Keras in less than 1 minute

Sep 20, 2019

Hmm. Neural Network you say?

In this tutorial I will introduce Keras in a bite sized chunks so that you can quickly get your boots off the ground and start prototyping with Keras.

What is Keras?

Keras has been designed as a high level library to build Deep Neural Networks. Although many compare it to Tensorflow, Caffe and etc, Keras uses either Tensorflow, CNTK or Theano in the backend to build the Neural Networks described by you.
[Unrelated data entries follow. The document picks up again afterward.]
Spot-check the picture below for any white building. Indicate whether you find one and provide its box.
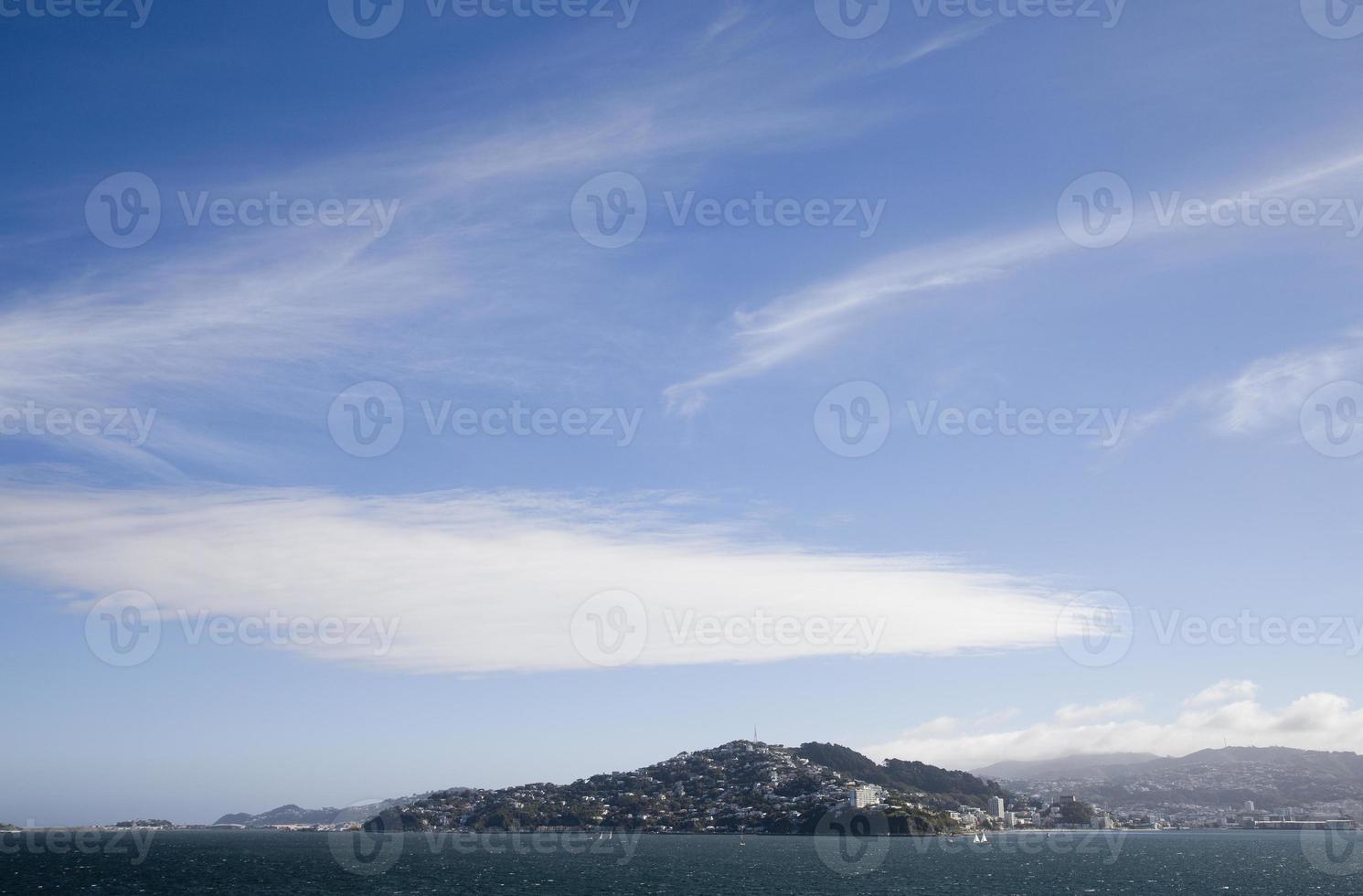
[847,784,880,809]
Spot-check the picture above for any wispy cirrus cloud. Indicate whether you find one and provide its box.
[1129,330,1363,438]
[0,487,1069,672]
[866,682,1363,768]
[664,146,1363,411]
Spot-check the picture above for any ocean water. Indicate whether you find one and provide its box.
[0,832,1363,896]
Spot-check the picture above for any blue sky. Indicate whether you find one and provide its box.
[0,0,1363,824]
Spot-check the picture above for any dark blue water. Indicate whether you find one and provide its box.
[0,832,1363,896]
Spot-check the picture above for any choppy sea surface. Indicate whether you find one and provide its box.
[0,830,1363,896]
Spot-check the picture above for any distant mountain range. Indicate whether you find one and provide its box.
[213,796,420,827]
[367,741,1005,833]
[977,747,1363,809]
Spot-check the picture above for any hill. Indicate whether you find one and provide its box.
[1000,747,1363,810]
[213,796,417,827]
[366,741,994,835]
[794,743,1007,809]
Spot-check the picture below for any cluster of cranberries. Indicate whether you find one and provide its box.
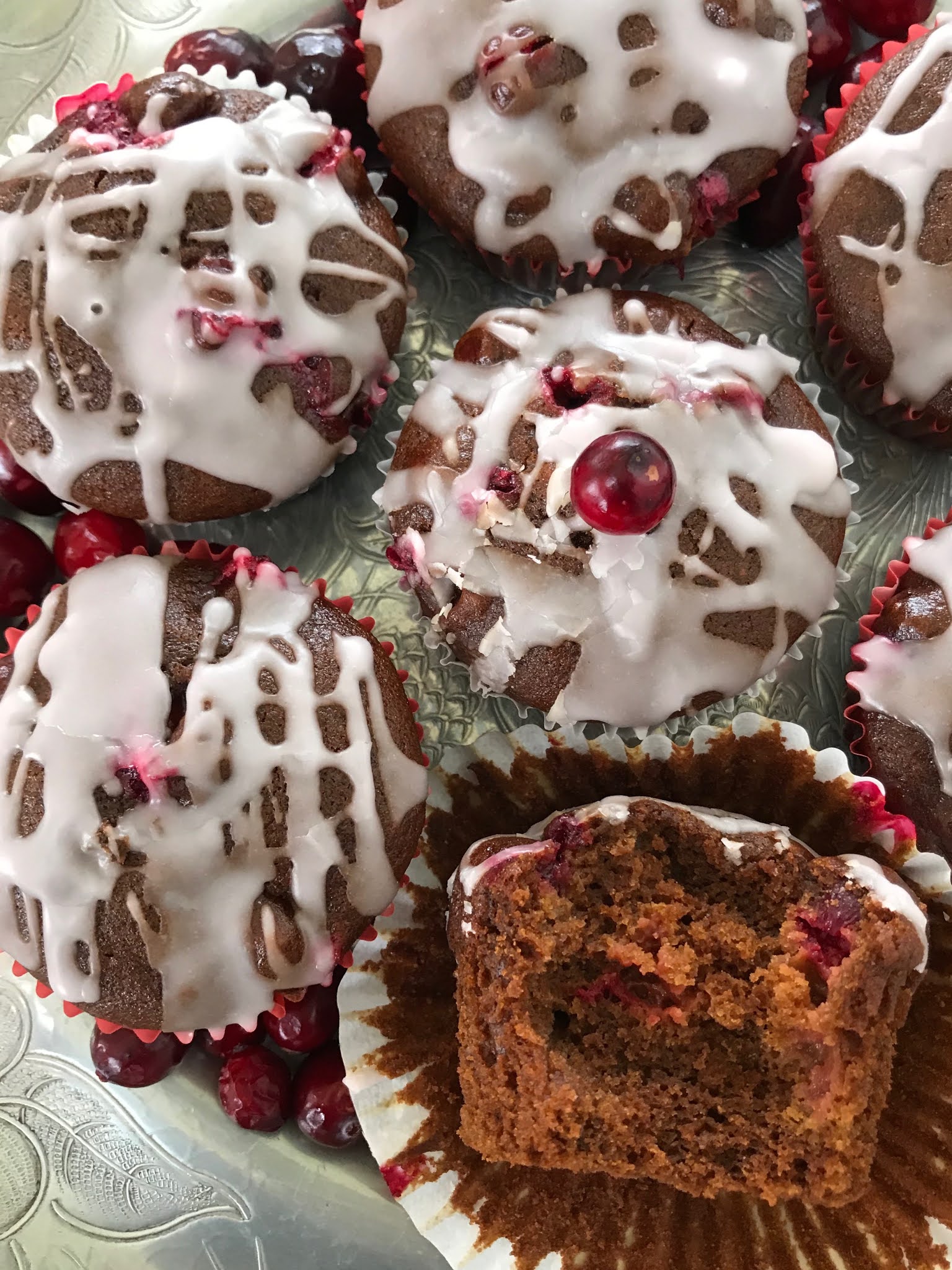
[739,0,933,247]
[0,441,149,623]
[165,9,416,229]
[90,987,361,1147]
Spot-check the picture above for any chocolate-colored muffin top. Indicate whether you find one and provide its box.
[0,550,426,1031]
[362,0,806,268]
[810,21,952,429]
[847,528,952,861]
[0,73,406,521]
[379,290,849,726]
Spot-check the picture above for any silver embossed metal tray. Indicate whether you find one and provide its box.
[0,0,952,1270]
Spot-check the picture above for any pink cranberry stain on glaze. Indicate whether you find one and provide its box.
[571,432,677,533]
[476,25,560,117]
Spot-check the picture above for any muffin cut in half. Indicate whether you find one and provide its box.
[449,797,927,1206]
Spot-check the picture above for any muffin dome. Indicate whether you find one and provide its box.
[362,0,806,272]
[0,73,406,521]
[809,14,952,447]
[379,291,849,726]
[0,550,426,1031]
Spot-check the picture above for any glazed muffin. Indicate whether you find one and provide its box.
[362,0,806,273]
[804,16,952,447]
[378,291,849,726]
[0,73,406,521]
[448,796,927,1206]
[847,513,952,861]
[0,550,426,1031]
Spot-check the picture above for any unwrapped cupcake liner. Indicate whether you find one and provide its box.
[0,63,406,495]
[338,714,952,1270]
[843,510,952,828]
[0,538,430,1044]
[800,25,952,450]
[373,314,861,739]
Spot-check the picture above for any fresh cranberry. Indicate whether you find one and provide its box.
[843,0,934,39]
[486,468,522,509]
[803,0,853,79]
[53,512,149,578]
[195,1021,264,1058]
[571,432,677,533]
[263,984,338,1054]
[796,890,862,978]
[274,24,377,151]
[294,1046,361,1147]
[738,114,824,247]
[0,441,62,515]
[89,1024,188,1090]
[540,366,615,411]
[826,39,886,109]
[0,515,55,617]
[165,27,274,84]
[476,25,561,117]
[218,1046,291,1133]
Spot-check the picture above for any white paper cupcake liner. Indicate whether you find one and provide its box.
[373,302,861,740]
[339,714,952,1270]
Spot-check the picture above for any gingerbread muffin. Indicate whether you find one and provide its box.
[847,513,952,863]
[0,73,406,521]
[362,0,806,273]
[449,796,927,1206]
[806,14,952,447]
[378,291,849,726]
[0,550,426,1031]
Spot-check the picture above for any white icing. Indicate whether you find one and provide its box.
[0,98,406,521]
[0,553,426,1030]
[362,0,806,265]
[811,14,952,406]
[448,795,929,972]
[847,528,952,794]
[379,291,849,726]
[838,856,929,974]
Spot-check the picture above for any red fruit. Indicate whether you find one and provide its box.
[0,515,55,617]
[826,39,886,109]
[165,27,274,84]
[738,114,825,247]
[89,1024,188,1090]
[796,890,863,979]
[274,23,377,153]
[195,1021,264,1058]
[571,432,677,533]
[294,1046,361,1147]
[803,0,853,80]
[262,984,338,1054]
[843,0,934,39]
[53,512,149,578]
[0,441,62,515]
[218,1046,291,1133]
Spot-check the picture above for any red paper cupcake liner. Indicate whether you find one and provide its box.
[800,25,952,450]
[0,538,430,1044]
[843,510,952,768]
[355,36,777,293]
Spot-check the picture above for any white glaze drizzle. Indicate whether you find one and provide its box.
[0,92,406,521]
[811,14,952,406]
[838,856,929,974]
[379,291,849,726]
[847,528,952,794]
[0,553,426,1030]
[362,0,806,265]
[448,794,929,973]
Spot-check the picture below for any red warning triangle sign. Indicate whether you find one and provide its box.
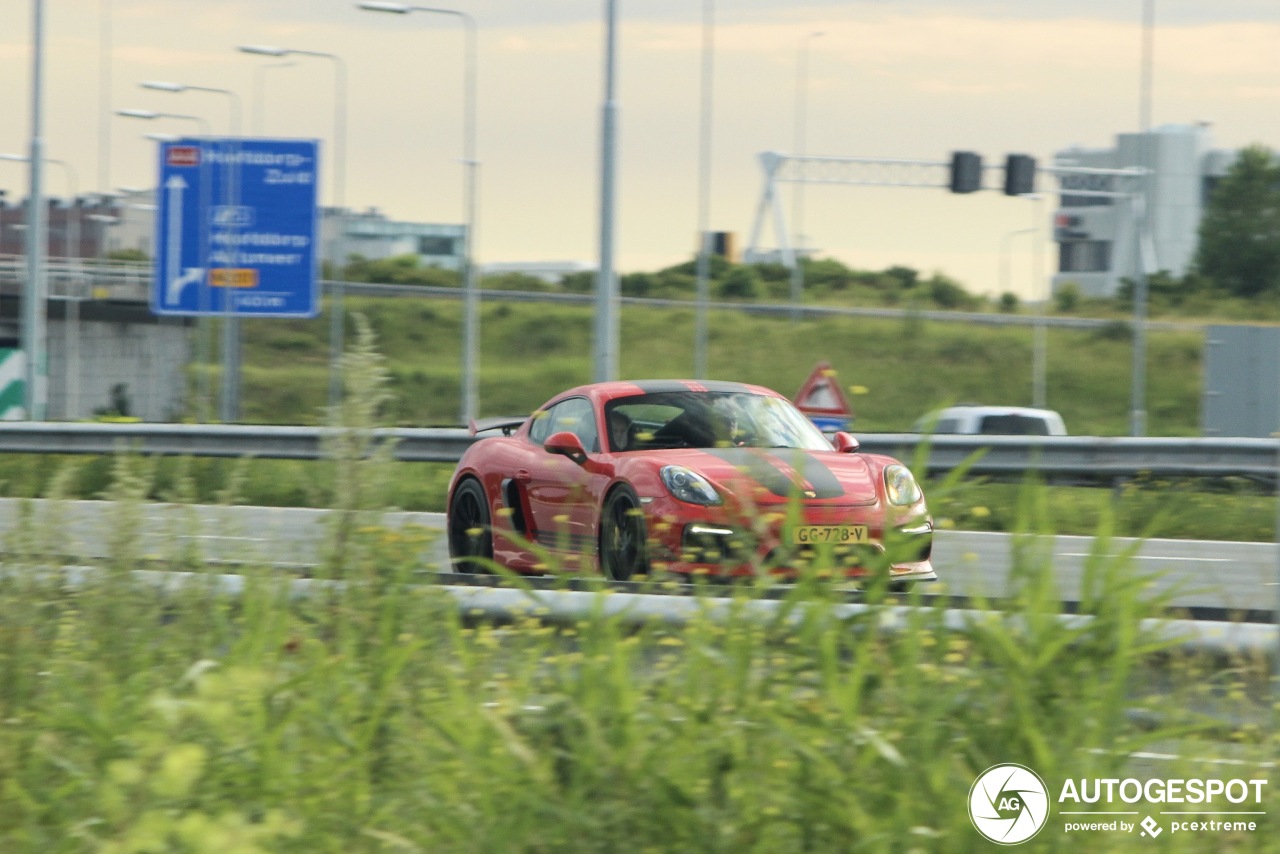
[795,362,854,419]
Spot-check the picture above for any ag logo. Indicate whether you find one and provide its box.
[969,764,1048,845]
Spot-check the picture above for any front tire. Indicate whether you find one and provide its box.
[449,478,493,572]
[600,487,649,581]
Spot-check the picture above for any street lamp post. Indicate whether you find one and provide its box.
[0,154,81,420]
[594,0,620,383]
[356,0,480,424]
[791,29,826,320]
[239,45,347,410]
[694,0,716,379]
[141,81,242,424]
[22,0,49,421]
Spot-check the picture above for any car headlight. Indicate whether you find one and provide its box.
[658,466,721,504]
[884,465,924,507]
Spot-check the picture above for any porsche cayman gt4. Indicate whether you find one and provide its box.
[448,380,936,585]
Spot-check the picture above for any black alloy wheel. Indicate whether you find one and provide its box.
[449,479,493,572]
[600,487,649,581]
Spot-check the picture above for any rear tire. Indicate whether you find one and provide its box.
[600,487,649,581]
[448,478,493,572]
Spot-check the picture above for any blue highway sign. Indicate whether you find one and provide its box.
[151,137,320,318]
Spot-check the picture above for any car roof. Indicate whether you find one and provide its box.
[542,379,782,401]
[938,403,1061,417]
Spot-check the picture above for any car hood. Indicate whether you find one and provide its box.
[650,448,878,504]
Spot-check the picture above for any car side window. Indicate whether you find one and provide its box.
[529,397,600,453]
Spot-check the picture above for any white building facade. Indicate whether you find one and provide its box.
[1053,124,1238,297]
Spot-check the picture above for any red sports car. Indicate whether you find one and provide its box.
[448,380,936,586]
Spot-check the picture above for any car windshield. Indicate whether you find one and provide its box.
[605,392,831,451]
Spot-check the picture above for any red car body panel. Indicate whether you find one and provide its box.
[449,380,936,580]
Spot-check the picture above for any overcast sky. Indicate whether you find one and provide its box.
[0,0,1280,296]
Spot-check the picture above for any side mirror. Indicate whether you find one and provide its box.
[832,430,863,453]
[543,430,586,465]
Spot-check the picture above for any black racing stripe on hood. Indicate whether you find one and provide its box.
[704,448,845,498]
[628,379,751,394]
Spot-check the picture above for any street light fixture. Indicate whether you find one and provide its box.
[115,110,212,137]
[356,0,480,424]
[239,45,347,411]
[248,60,297,137]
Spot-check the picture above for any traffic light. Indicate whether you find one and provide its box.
[951,151,982,193]
[1005,154,1036,196]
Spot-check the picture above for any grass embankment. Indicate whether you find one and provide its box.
[0,453,1280,854]
[0,318,1280,854]
[235,297,1203,435]
[0,298,1275,540]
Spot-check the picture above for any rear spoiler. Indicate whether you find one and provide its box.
[467,415,529,435]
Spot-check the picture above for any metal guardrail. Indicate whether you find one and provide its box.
[45,566,1277,658]
[0,421,1280,481]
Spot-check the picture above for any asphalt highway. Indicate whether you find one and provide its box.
[0,499,1280,622]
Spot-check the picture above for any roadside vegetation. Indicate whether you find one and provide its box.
[0,326,1280,854]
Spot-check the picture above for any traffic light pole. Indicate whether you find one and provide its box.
[745,151,1157,435]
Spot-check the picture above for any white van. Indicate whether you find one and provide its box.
[911,403,1066,435]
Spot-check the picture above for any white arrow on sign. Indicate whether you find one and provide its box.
[164,175,205,305]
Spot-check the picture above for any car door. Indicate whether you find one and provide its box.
[526,397,600,568]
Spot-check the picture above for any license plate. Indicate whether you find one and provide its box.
[791,525,869,545]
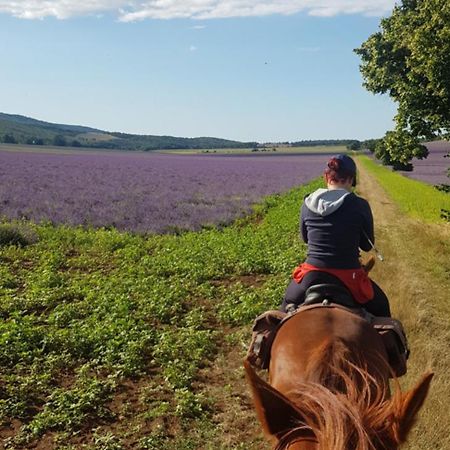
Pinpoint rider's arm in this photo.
[359,199,375,252]
[300,204,308,244]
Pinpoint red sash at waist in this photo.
[292,263,375,303]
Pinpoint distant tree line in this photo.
[290,139,360,150]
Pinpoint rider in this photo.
[281,154,391,317]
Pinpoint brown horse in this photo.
[244,307,433,450]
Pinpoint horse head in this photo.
[244,308,433,450]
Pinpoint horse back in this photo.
[269,308,389,393]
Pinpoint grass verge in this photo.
[358,156,450,223]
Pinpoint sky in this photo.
[0,0,396,142]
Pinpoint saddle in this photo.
[247,284,410,377]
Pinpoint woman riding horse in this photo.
[244,155,433,450]
[281,154,391,317]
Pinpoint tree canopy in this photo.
[355,0,450,168]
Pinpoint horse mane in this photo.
[276,341,402,450]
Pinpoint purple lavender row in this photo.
[402,141,450,185]
[0,152,329,233]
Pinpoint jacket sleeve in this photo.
[359,199,375,252]
[300,203,308,244]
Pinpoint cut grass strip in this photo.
[358,156,450,223]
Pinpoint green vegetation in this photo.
[355,0,450,170]
[0,181,320,449]
[359,156,450,223]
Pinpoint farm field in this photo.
[400,141,450,185]
[159,145,348,156]
[0,147,449,450]
[0,149,327,233]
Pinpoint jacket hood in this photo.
[305,189,350,216]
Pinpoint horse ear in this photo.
[244,361,304,436]
[397,372,434,442]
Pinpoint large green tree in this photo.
[355,0,450,168]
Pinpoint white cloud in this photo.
[0,0,395,22]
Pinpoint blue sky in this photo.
[0,0,396,142]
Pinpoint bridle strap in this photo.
[274,427,318,450]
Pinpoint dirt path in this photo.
[358,159,450,450]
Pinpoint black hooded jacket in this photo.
[300,189,375,269]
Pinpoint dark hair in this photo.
[324,155,356,186]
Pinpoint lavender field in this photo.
[402,141,450,185]
[0,151,329,233]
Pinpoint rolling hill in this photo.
[0,113,256,151]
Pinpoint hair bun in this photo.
[328,158,339,170]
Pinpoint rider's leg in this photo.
[280,270,342,312]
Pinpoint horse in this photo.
[244,307,433,450]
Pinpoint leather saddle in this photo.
[247,284,409,377]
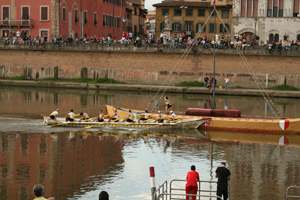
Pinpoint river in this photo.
[0,87,300,200]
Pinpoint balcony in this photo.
[0,19,32,28]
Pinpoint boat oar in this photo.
[84,119,120,128]
[140,123,168,131]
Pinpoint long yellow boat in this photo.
[105,105,300,134]
[44,117,209,130]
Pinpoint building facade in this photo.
[0,0,126,39]
[145,11,156,37]
[127,0,147,39]
[153,0,232,39]
[232,0,300,41]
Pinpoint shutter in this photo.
[241,0,246,17]
[294,0,300,13]
[41,7,48,20]
[22,7,29,20]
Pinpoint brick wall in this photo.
[0,44,300,88]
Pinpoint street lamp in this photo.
[122,17,127,30]
[180,6,187,31]
[254,17,257,44]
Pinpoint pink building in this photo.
[0,0,126,39]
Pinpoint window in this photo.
[209,23,217,33]
[293,0,300,17]
[102,13,105,26]
[172,22,181,32]
[185,9,193,17]
[267,0,273,16]
[221,10,229,19]
[241,0,246,17]
[220,23,230,33]
[269,34,274,42]
[198,9,205,17]
[275,34,279,42]
[22,6,30,24]
[106,15,110,27]
[160,22,165,31]
[83,10,88,24]
[196,23,206,33]
[184,22,193,31]
[62,7,67,22]
[161,9,169,16]
[174,9,181,16]
[134,25,137,37]
[278,0,283,17]
[273,7,278,17]
[94,12,98,26]
[40,6,49,21]
[74,9,78,24]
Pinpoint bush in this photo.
[175,81,204,87]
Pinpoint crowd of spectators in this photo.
[1,30,300,54]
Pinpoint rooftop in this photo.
[153,1,231,7]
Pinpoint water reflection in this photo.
[0,87,300,118]
[0,130,300,200]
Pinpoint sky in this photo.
[145,0,162,11]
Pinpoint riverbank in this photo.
[0,79,300,98]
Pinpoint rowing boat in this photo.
[105,105,300,134]
[44,117,210,130]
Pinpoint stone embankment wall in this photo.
[0,43,300,88]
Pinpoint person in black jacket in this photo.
[215,162,231,200]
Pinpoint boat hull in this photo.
[110,106,300,134]
[44,117,209,130]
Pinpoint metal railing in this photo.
[0,19,32,27]
[155,181,168,200]
[286,186,300,200]
[155,179,230,200]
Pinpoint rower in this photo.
[165,96,175,114]
[79,113,90,122]
[154,111,164,123]
[108,109,119,122]
[167,110,177,123]
[49,109,59,121]
[138,110,149,123]
[94,110,104,122]
[66,109,75,122]
[123,110,134,122]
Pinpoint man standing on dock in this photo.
[216,162,231,200]
[185,165,200,200]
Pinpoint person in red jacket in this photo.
[185,165,200,200]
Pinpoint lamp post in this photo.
[254,17,257,44]
[180,6,187,31]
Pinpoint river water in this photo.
[0,87,300,200]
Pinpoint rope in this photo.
[146,11,214,112]
[216,10,281,118]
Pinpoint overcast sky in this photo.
[145,0,162,11]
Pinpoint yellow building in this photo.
[153,0,232,39]
[127,0,147,39]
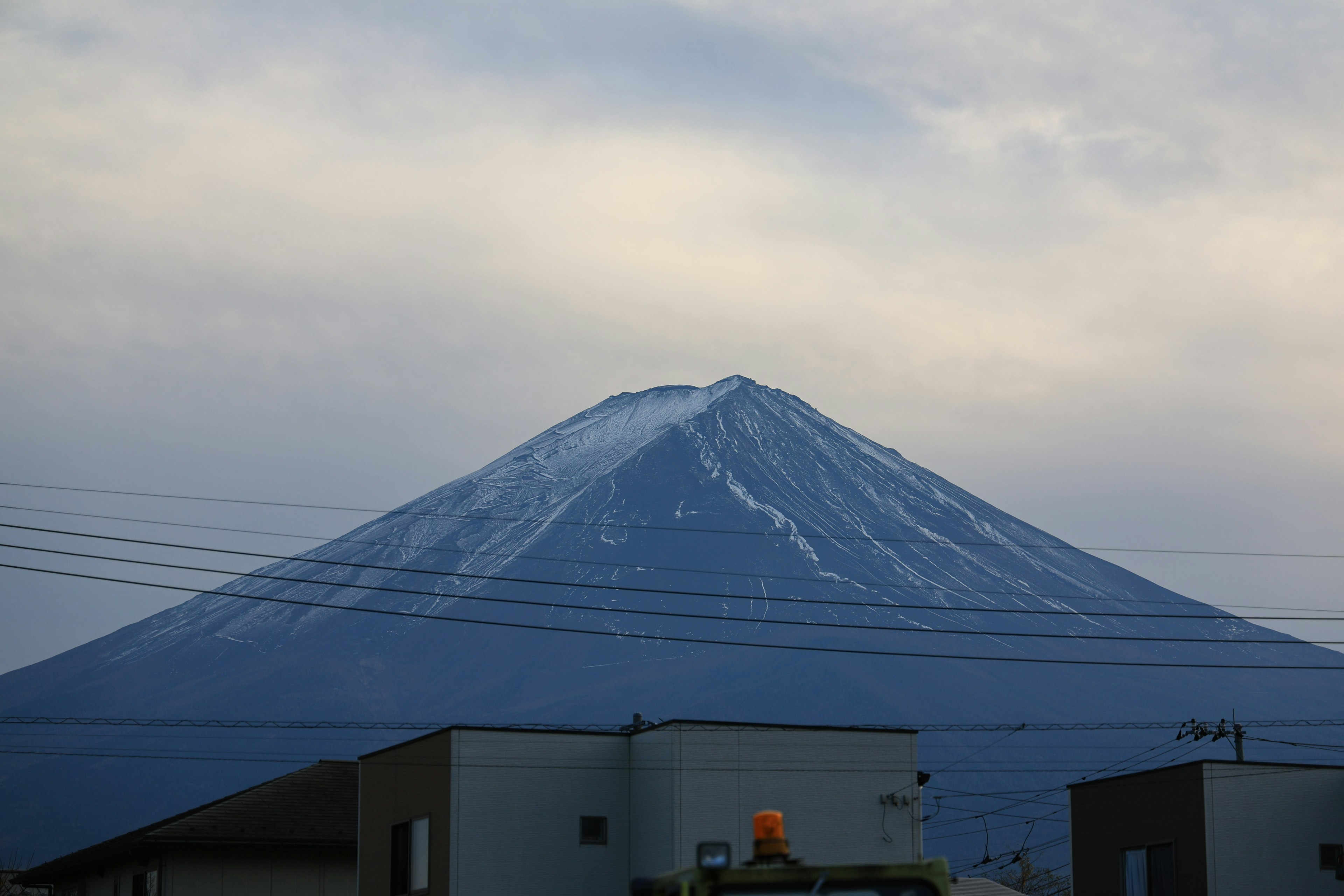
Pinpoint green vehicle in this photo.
[630,811,952,896]
[630,859,952,896]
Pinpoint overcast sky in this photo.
[0,0,1344,670]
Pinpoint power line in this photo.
[8,563,1344,672]
[8,523,1344,629]
[10,504,1344,619]
[10,540,1344,645]
[0,750,317,766]
[10,716,1344,730]
[0,482,1344,560]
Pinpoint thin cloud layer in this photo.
[0,3,1344,669]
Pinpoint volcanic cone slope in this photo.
[0,376,1344,860]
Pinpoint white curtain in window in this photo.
[411,818,430,896]
[1125,849,1148,896]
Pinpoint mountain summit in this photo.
[0,376,1344,846]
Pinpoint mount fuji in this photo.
[0,376,1344,859]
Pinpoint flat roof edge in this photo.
[359,719,919,762]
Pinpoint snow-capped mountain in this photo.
[0,376,1344,852]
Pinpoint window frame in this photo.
[387,813,434,896]
[1120,838,1177,896]
[579,816,610,846]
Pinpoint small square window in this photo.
[579,816,606,846]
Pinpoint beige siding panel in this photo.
[220,856,270,896]
[359,731,457,896]
[321,859,356,896]
[270,856,323,896]
[629,728,679,877]
[451,729,629,896]
[1204,763,1344,896]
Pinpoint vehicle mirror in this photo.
[695,842,733,868]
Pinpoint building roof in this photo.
[360,719,919,759]
[15,759,359,884]
[1069,759,1344,790]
The idea is as such. You purely describe your Neural Network in terms of your layer arrangement and how the layers connect, and the rest of it (neuron formation, BackPropogation, Training, everything).

How to use keras?

Keras has two styles/ways of programming to build a neural network, the sequential model and the Functional API model. We will cover the Sequential Model

The idea is as such, define a linear stack of layers and how they interconnect. Then compile and train it. The rest is taken care of by the framework.

Using Constructor or Shape Specifying

You can define the whole model in the contructor itself,

from keras.models import Sequential
from keras.layers import Dense, Activation

model = Sequential([
    Dense(32, input_shape=(784,)),
    Activation('relu'),
    Dense(10),
    Activation('softmax'),
])

or build the model by specifying each shape,

model = Sequential()
model.add(Dense(32, input_dim=784))
model.add(Activation('relu'))

Compilation

Now the model needs to be compiled and more information needs to be specified,

  • Optimizer to be used: This can be a string identifier of the optimizer, like rmsprop, or adagrad.
  • Loss Function to be used: The loss fuction string indentifier, like ‘binary_crossentropy’, or mse.
  • Metrics List to be returned: For classification you would specify metrics=["accuracy"]
For a simple binary classification this would appear like:
model.compile(optimizer='rmsprop',
              loss='binary_crossentropy',
              metrics=['accuracy'])

Training

Use the fit function to train the model.

# Train the model, iterating on the data in batches of 32 samples
model.fit(data, labels, epochs=10, batch_size=32)

And that’s it! You have learned Keras! There are a few abstractions such as the Functional API which I have left out for simplicities sake, but you can now go forth and use Keras!